Anselm Grün: Gebetsgebärden.
in: Lexikon für Theologie und Kirche, hg. v. Walter Kasper u.a., Freiburg
/ Basel / Wien ³1996, Bd. 4, 322-323.
Die allmählich erscheinenden
Bände der dritten, völlig neuerarbeiteten Auflage des renommierten
Lexikons für Theologie und Kirche haben einen kleinen Artikel den
Gebetsgebärden gewidmet. Dieser Artikel ist so geringen Umfanges,
daß man ihn leicht vollständig anführen kann:
„Gebetsgebärden. Die Gebärden,
mit denen der Mensch betet, sind in allen Kulturen fast gleich. Offensichtlich
haben die Menschen eine gemeinsame Sprache des Leibes, um ihre Beziehung
zu Gott ausdrücken. In der Bibel vollzieht sich das Gebet immer leibhaft.
Beten heißt für 1 Tim, die Hände zu Gott zu erheben. Die
G. drücken unsere Erfahrungen u. Ahnungen v. Gott aus. Wenn wir einen
inneren Gebetsimpuls spüren, drängt es uns, ihn mit dem Leib
auszudrücken. Die G. können aber auch bestimmte Erfahrungen hervorrufen.

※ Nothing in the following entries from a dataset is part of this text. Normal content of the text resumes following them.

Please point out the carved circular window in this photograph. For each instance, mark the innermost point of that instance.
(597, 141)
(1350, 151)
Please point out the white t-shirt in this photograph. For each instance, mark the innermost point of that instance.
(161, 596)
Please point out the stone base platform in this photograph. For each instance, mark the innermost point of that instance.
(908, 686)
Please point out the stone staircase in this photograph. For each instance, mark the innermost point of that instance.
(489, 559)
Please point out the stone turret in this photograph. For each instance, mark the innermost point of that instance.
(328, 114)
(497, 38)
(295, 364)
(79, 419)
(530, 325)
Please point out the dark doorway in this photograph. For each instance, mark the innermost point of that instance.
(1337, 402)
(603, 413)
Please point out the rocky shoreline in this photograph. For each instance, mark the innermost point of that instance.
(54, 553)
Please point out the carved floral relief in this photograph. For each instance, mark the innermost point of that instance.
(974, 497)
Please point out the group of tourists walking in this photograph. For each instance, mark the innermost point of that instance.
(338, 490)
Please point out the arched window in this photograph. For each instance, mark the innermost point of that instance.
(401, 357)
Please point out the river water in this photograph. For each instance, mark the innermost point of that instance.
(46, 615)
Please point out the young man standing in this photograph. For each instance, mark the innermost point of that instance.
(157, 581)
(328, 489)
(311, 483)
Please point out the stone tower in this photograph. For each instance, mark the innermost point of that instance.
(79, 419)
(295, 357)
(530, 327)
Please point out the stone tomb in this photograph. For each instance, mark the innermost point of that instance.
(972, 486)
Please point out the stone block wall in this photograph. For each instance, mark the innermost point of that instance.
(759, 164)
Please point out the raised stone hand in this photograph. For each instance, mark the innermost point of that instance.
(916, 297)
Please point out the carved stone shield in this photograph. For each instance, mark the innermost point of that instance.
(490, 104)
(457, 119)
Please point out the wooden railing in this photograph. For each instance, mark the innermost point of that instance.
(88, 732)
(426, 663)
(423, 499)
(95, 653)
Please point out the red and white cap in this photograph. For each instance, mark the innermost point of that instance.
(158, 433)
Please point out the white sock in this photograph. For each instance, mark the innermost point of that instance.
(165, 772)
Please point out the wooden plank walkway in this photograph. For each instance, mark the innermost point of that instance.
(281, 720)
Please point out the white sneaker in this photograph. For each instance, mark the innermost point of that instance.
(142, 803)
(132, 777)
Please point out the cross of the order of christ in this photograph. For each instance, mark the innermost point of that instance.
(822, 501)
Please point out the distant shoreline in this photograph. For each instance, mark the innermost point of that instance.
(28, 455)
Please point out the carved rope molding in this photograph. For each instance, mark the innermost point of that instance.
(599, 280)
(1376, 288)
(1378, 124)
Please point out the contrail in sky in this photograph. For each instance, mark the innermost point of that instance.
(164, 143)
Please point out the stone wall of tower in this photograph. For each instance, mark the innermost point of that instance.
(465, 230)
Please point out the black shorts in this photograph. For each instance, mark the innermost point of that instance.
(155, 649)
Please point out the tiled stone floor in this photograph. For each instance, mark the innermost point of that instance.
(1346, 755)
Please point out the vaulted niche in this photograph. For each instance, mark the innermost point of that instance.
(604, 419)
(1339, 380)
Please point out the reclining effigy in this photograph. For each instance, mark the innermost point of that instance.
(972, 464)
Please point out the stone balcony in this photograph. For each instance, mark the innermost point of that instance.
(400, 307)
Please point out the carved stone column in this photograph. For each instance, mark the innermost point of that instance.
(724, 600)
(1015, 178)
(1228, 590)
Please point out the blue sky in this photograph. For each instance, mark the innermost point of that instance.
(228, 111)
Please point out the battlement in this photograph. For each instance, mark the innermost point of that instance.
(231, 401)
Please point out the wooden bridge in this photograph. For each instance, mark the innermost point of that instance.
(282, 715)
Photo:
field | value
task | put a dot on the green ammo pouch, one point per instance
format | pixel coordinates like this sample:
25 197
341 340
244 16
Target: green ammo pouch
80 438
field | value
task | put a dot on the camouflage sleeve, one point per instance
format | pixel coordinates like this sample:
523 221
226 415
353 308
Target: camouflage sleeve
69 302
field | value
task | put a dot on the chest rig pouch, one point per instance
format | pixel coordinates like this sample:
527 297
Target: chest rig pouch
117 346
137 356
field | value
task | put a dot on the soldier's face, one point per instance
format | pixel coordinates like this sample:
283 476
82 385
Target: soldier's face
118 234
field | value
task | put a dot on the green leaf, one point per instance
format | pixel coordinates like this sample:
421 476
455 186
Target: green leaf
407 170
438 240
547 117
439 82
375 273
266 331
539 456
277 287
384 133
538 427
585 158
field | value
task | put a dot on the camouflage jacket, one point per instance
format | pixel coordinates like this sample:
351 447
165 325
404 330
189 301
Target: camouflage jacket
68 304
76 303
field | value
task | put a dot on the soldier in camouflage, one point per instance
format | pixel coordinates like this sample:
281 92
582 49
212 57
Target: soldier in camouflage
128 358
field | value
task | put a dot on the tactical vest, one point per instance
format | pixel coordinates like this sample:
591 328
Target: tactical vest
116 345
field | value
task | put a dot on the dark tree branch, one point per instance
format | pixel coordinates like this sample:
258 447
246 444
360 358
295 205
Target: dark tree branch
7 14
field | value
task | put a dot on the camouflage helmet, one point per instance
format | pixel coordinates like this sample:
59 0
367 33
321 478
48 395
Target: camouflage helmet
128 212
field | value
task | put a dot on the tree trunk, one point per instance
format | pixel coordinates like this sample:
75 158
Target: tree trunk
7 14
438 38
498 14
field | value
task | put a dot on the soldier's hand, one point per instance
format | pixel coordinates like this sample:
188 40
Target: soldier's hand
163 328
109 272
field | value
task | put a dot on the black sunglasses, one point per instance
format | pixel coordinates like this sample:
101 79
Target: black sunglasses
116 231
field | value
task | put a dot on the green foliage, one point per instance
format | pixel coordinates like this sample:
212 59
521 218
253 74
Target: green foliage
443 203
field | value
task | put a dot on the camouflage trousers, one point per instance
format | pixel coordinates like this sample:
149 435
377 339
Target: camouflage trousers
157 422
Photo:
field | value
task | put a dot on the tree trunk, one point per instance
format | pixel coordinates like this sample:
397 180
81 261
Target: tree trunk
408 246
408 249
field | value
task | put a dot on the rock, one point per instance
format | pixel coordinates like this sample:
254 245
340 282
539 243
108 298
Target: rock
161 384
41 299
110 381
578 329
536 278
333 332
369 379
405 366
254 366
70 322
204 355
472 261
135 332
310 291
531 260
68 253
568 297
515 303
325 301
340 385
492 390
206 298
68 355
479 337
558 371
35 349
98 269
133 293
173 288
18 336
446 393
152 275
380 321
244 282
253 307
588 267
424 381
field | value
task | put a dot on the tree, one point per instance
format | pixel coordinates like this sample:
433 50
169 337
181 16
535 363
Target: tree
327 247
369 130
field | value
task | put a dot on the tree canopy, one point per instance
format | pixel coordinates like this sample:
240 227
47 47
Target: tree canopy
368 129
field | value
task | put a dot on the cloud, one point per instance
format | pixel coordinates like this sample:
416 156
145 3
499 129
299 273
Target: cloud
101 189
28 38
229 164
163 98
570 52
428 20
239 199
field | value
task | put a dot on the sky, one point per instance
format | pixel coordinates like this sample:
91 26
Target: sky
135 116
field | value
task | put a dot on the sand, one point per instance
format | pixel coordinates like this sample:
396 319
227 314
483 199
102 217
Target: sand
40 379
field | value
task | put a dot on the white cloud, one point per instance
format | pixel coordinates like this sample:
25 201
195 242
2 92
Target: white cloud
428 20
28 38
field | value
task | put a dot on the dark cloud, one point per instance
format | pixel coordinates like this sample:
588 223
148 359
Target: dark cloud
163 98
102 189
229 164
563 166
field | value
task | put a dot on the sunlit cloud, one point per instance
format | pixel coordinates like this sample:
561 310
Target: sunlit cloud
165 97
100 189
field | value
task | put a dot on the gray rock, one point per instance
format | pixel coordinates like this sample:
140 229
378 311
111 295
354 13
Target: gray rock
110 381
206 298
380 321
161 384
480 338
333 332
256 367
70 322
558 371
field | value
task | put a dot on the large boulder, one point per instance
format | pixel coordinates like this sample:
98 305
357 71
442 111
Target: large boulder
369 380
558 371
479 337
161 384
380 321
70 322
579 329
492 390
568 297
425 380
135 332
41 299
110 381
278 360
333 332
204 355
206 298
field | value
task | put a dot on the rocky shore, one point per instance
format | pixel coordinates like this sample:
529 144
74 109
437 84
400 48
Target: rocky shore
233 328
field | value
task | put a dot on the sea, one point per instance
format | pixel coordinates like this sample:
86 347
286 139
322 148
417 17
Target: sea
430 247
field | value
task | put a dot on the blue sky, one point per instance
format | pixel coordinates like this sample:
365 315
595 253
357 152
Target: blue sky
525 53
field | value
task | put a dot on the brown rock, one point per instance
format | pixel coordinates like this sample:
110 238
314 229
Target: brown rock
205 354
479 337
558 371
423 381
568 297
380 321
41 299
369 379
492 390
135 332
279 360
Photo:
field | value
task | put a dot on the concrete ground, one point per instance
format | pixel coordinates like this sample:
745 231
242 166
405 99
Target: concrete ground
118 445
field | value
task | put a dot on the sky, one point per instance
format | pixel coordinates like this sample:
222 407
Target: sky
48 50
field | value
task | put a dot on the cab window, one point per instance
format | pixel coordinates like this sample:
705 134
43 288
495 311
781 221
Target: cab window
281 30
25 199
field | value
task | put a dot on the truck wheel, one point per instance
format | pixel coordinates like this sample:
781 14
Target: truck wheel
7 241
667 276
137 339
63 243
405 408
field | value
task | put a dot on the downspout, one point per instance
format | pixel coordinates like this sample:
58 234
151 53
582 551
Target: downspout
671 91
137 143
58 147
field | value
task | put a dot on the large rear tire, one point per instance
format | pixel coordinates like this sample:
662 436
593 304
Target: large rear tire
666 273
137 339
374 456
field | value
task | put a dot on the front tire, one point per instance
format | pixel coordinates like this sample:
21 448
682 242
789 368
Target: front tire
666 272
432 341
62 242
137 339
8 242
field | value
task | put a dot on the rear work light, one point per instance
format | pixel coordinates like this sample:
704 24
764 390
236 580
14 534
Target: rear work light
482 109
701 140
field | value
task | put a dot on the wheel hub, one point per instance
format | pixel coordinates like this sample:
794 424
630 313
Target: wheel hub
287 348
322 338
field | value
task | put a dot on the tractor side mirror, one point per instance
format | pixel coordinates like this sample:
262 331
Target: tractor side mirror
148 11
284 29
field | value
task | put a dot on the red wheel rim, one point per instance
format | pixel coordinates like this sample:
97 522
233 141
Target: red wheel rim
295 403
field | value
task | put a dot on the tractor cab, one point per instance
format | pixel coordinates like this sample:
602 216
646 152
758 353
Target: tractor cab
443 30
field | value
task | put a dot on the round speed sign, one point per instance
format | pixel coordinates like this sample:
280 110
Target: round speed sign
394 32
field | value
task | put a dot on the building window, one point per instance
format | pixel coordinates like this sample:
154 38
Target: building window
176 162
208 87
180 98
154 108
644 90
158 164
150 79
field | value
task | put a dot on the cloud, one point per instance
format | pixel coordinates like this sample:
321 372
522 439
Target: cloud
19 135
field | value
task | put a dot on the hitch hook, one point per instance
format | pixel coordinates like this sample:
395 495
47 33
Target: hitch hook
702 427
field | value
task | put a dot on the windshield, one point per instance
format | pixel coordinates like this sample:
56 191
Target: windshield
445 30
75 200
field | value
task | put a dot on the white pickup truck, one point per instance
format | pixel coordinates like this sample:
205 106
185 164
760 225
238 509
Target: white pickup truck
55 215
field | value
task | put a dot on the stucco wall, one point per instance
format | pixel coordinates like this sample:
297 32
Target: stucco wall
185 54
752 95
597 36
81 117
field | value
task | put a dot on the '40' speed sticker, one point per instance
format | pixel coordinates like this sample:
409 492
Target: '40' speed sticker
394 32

Wenn die Gemeinde niederkniet, dann prägt das nicht nur die gemeinsame
Atmosphäre, sondern kann dem einzelnen etwas v. der Größe
Gottes vermitteln. Im Stehen erfahren wir uns als Partner Gottes. Vor Gott
können wir zu uns stehen. Durch die Auferstehung Jesu hat Gott uns
aufgerichtet u. uns eine göttl. Würde geschenkt. Das Sitzen ist
entw. ein hörendes, gesammeltes Sitzen od. ein Thronen, in dem wir
teilhaben an der Herrschaft Gottes. Im Knien fallen wir vor Gott nieder,
weil er Gott ist. Knien heißt anbeten, sich selbst vergessen, um
Gott Gott sein zu lassen. Entscheidend ist die Haltung der Hände und
Arme. Die erhobenen Hände (die Orantenhaltung, Orans) öffnet
uns für Gott u. läßt uns an der Weite Gottes teilhaben.
Die nach vorne erhobenen Hände stellen die älteste Segensgebärde
(Segen) dar. Die Hände können gefaltet (= Sammlung und Hingabe),
verschränkt (= Ringen mit Gott) od. über der Brust gekreuzt werden
(= Gebärde der Intimität, die den Raum Gottes in uns liebend
beschützt). Die G. bringen uns in die Beziehung z. Gott u. haben heilende
u. ordnende Wirkung auf Leib u. Seele.
Lit.: Th. Ohm: Die G. der Völker
u. das Christentum. Lei 1948; A. Grün – M. Reepen: G. Münsterschwarzach
1988."
Dieser kleine Artikel ist bezeichnend
für die so kleingeschriebene Beschäftigung mit dem Leibbezug
unserer Spiritualität: eine kurze geistliche Darlegung aufzählenden
Charakters ohne eine erkennbare Auseinandersetzung mit dem Thema. Bereits
der erste Satz läßt stocken: Die äußerliche Ähnlichkeit
von Gebärden bedeutet noch nichts an innerer Vergleichbarkeit dessen,
was mit diesen Gebärden ausgedrückt wird. Welche Religionen würden
sich beispielsweise ebenfalls wie Anselm Grün im Stehen als „Partner"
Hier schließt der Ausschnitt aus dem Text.